Tuesday, September 18, 2012
I'm pretty sure that the last time we went through this, I decided, somewhere between choosing the kitchen benchtop and choosing the laundry wall colour, that we were never doing this again. Ever. And yet, here we are, not 12 months later, doing it all again.
This is our third house together and, somehow, the most difficult. The Old Girl is just so terribly old. She's sorted. She knows her style. She's restored to her former glory and it's pretty glorious in a simple, old-school kind of way. There's only one room that needs our help for now. And the pressure of getting it right is getting to me.
The Fibro needed a complete overhaul. Head to toe, top to bottom.

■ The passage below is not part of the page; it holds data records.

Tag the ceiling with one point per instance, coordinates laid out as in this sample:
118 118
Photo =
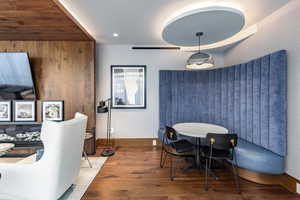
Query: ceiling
140 22
38 20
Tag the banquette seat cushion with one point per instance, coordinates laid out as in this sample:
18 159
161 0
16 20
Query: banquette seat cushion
258 159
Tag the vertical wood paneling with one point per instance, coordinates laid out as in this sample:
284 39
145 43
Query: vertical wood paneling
62 71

When you're changing everything, you just get in there and go for it. It needed bringing into the 21st century and into the 21st century it came, albeit kicking and screaming.
The Old Girl is more your 19th century kind of girl. Genteel. Hitting the right note between that and 'I don't want to live in a museum' is not easy. I wanted to paint the room white. But the white paint chart was more daunting than the coloured paint charts. Who knew there could be so many? And, yes, we considered Hog Bristle, like every other household in the country. But we can't go there. The Fibro was Hog Bristle (half) on the walls and Hog Bristle (quarter) on the timberwork. We can't press repeat.

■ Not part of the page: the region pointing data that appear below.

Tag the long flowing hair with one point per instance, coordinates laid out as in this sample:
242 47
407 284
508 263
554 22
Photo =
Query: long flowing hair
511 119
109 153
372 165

We'll get there. Of that I have no doubt. In the meantime, the man at the paint shop and I are becoming very friendly. "Are you sick of the sight of me yet?" I asked the other day, popping in for our 11th sample pot.
"Oh, you're not my best customer yet," he said, popping a splodge of yellow into the Haynes Beige (half) he was mixing up for me.
"I'm not?" I said, somewhat put out by this. I thought we had something special.
"Nope," he said, dolloping in some black. "That spot is reserved for the lady who took 25 sample pots to decide on a colour."
We were both silent a moment, me contemplating the horror, him no doubt dreaming of another customer who'd spend over $100 in sample colours (at least I'm only halfway there...).
"What colour did she end up choosing?" I asked.
He laughed. "The second one she took home."
Tonight I sit here and contemplate my patchwork walls as I write this.
We're pretty sure we've chosen a colour.
The first one we considered, only knocked back to half strength.
There's a lesson in here somewhere.
What colour are your living room walls?